We agreed she should leave her car running but that I could head home. Fifteen minutes later, my name was being called from the bottom of the stairs. She had tried turning the radio on and that was too much. I'm thinking this battery is probably completely shot. We would have just left it, but the window was also down. So I fetched my car, and we went through our rigmarole one more time. This time I left my iPod with her, and she opened the door with her windows rolled up. If it's dead this morning, she's actually going to make use of AAA to bring her a new battery.

All in all, took just over an hour. Not bad for two damsels in distress.
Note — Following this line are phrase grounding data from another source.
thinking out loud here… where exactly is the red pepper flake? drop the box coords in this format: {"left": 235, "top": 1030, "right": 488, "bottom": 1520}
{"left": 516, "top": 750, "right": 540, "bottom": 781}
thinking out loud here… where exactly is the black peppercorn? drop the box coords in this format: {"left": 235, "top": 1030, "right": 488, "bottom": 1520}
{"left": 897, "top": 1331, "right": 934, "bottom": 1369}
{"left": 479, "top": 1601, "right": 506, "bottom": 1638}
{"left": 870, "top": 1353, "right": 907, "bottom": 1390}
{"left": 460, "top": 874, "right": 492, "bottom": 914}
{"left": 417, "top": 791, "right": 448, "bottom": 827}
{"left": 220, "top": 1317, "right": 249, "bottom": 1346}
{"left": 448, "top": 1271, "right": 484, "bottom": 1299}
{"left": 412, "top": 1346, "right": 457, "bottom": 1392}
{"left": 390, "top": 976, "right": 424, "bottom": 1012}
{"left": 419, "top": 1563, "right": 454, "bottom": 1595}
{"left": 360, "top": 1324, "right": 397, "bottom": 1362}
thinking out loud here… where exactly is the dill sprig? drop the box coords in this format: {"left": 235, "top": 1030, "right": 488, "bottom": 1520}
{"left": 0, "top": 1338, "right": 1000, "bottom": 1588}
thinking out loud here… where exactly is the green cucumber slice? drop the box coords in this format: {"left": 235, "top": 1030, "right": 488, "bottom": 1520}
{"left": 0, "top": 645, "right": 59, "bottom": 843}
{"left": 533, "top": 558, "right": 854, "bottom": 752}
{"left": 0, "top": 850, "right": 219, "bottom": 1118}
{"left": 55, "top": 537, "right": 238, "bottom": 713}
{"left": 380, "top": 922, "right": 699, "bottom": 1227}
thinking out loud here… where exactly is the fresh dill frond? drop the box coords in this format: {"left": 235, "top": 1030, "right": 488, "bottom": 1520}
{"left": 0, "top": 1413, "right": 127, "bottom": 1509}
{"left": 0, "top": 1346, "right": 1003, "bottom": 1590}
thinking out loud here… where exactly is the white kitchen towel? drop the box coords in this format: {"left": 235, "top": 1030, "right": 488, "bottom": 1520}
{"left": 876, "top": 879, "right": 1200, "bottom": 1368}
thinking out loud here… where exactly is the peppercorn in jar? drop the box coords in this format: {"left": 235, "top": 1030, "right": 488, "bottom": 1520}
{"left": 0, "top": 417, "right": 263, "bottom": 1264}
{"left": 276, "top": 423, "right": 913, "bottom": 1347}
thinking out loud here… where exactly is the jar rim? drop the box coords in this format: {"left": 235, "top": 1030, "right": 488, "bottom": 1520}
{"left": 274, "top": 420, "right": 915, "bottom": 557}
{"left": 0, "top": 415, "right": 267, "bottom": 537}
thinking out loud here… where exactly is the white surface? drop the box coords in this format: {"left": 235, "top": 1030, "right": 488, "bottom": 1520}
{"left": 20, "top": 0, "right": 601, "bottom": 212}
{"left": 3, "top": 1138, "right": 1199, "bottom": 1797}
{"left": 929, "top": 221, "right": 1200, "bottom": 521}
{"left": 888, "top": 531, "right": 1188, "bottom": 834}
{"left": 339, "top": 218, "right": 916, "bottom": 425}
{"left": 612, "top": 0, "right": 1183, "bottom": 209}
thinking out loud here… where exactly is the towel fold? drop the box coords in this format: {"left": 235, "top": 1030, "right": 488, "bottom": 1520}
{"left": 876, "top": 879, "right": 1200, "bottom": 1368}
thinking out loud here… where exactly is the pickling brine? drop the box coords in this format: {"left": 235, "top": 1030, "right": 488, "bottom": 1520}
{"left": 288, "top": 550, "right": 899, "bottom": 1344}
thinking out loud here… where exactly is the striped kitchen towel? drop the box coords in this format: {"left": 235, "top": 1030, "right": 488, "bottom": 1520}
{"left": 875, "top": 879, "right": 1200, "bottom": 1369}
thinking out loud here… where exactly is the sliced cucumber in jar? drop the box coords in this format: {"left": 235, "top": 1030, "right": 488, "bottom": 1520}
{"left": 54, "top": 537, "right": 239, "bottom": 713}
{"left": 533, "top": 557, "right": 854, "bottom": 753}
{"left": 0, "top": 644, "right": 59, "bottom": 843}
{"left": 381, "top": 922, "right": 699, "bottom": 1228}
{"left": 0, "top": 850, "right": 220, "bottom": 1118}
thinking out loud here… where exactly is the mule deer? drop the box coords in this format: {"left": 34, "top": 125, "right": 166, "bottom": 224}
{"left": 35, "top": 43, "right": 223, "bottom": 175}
[UPDATE: Saturday noon, The car started right up yesterday and today. Huzzah!]

So I've finally done it.

You must understand that I've been talking about creating my own blog for over a year. I read loads of them - mp3 blogs, running blogs, news'n'politics blogs, personal blogs of my friends. I comment sporadically, but mostly I just lurk. I'm an internet voyeur but a harmless one. I like the candid and sometimes quite intimate expression promoted by the medium. I also like the well-crafted, thoughtful posts about the world around the writer. Really, let's be honest, I like procrastinating at work.

At some point I wanted to join the blogosphere. Then I was met with a series of computer-related misfortunes. Even when I had a functioning computer with internet access, there was always a reason to put it off.

Tonight I decided to stop putting it off, although circumstances were stacked against me. Not arriving home until around 9, I then had two phone conversations and jumped my roommate's car three times. (!!!) But the thing that might actually have ground blog-making to a halt was the prompt for a blog name and url. Thank heavens for iTunes. Just when I was about to give up, it turned to the lovely song "Mushaboom" by the equally lovely Feist. Name comes courtesy of her lyrics, which I believe I had never fully processed until that moment. Look 'er up. Or wait, I can give you a link - ha! blogs are great.

Feist's official website

I think that's an appropriate way to end my first post. Thanks, Feist.